AWU Union tells Albanese, Madeleine King to intervene in gas market or risk manufacturing jobs


The head of one of Australia’s largest unions has warned up to 800,000 manufacturing jobs are at risk unless Labor intervenes to bring down gas prices.

Australian Workers’ Union national secretary Daniel Walton has written to Anthony Albanese and federal Labor MPs with an “urgent” five-step plan to curb the cost of gas.

The AWU says manufacturers are being forced to pay as much as $800 per gigajoule because gas companies are passing on vastly inflated wholesale prices.

The spot price has been driven up by Russia’s invasion of Ukraine and the resulting sanctions on Russian gas exports, failures in electricity markets, and cold weather.

The AWU is demanding “binding market intervention” including a cap on the price of gas that would be enforced by the Australian Competition and Consumer Commission.

It also wants a “price trigger” inserted in the Australian Domestic Gas Security Mechanism (ADGSM) to ensure “runaway” prices automatically result in the requisition of gas marked for export for domestic users.

Labor is understood to already be considering reforming the ADGSM so the export trigger can be pulled when prices are high.

The Albanese government is also mulling a shake-up of the gas industry’s code of conduct – which was introduced by the Morrison government – to put downward pressure on prices.

In the longer term, the AWU is calling for a national domestic gas reservation policy – similar to that which exists in WA – which would require a proportion of gas produced in Australia be kept here.

Perhaps more controversially, the union has called for onshore gas resources, including the stalled Narrabri and Beetaloo Basin projects, to be “rapidly unlocked”.

In his letter to the Prime Minister and other Labor MPs, Mr Walton wrote: “Manufacturers today are not bluffing.

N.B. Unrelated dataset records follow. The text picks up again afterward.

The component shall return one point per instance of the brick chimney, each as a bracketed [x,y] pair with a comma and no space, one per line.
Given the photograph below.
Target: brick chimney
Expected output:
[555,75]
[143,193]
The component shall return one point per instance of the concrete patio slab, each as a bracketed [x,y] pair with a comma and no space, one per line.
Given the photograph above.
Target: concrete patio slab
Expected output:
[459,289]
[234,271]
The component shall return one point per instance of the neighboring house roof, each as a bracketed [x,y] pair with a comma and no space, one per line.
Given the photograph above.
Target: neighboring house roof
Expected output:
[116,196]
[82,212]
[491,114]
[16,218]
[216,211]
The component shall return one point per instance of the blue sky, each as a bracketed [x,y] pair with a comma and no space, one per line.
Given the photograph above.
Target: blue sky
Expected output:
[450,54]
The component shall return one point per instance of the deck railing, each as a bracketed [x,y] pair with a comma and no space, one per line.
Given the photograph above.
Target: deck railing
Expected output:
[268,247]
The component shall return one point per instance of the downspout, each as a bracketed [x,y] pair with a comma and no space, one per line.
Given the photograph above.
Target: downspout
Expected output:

They know they will not be able to afford gas”.

“I have heard this issue spoken about as ‘intractable’ or a ‘wicked problem’.

“That’s not true. In reality there are very straightforward, well-defined steps that the federal government could take today.”

Mr Walton said Australia was producing “more than enough” gas to service its overseas export contracts and provide affordable energy to the manufacturing industry and households.

“The problem is simply that the gas exporters would prefer to sell all of what they are producing at the highest global rates,” he wrote.

He said the gas industry’s code of conduct and the government’s “Heads of Agreement” negotiated with exporters earlier this month were both “thoroughly insufficient”.

Mr Walton’s letter comes a week after he publicly lashed the Albanese government over its gas policy, accusing it of striking a “dud handshake agreement” with gas exporters.

Resources Minister Madeleine King struck a deal with the three east coast gas exporting giants – Santos, ConocoPhillips, and Shell – to set aside more than 150 petajoules of gas for the domestic market next year.

Australia has been experiencing gas shortages despite being one of the world’s largest producers of liquefied natural gas.

NCA NewsWire has contacted Mr Albanese’s office and Ms King for comment.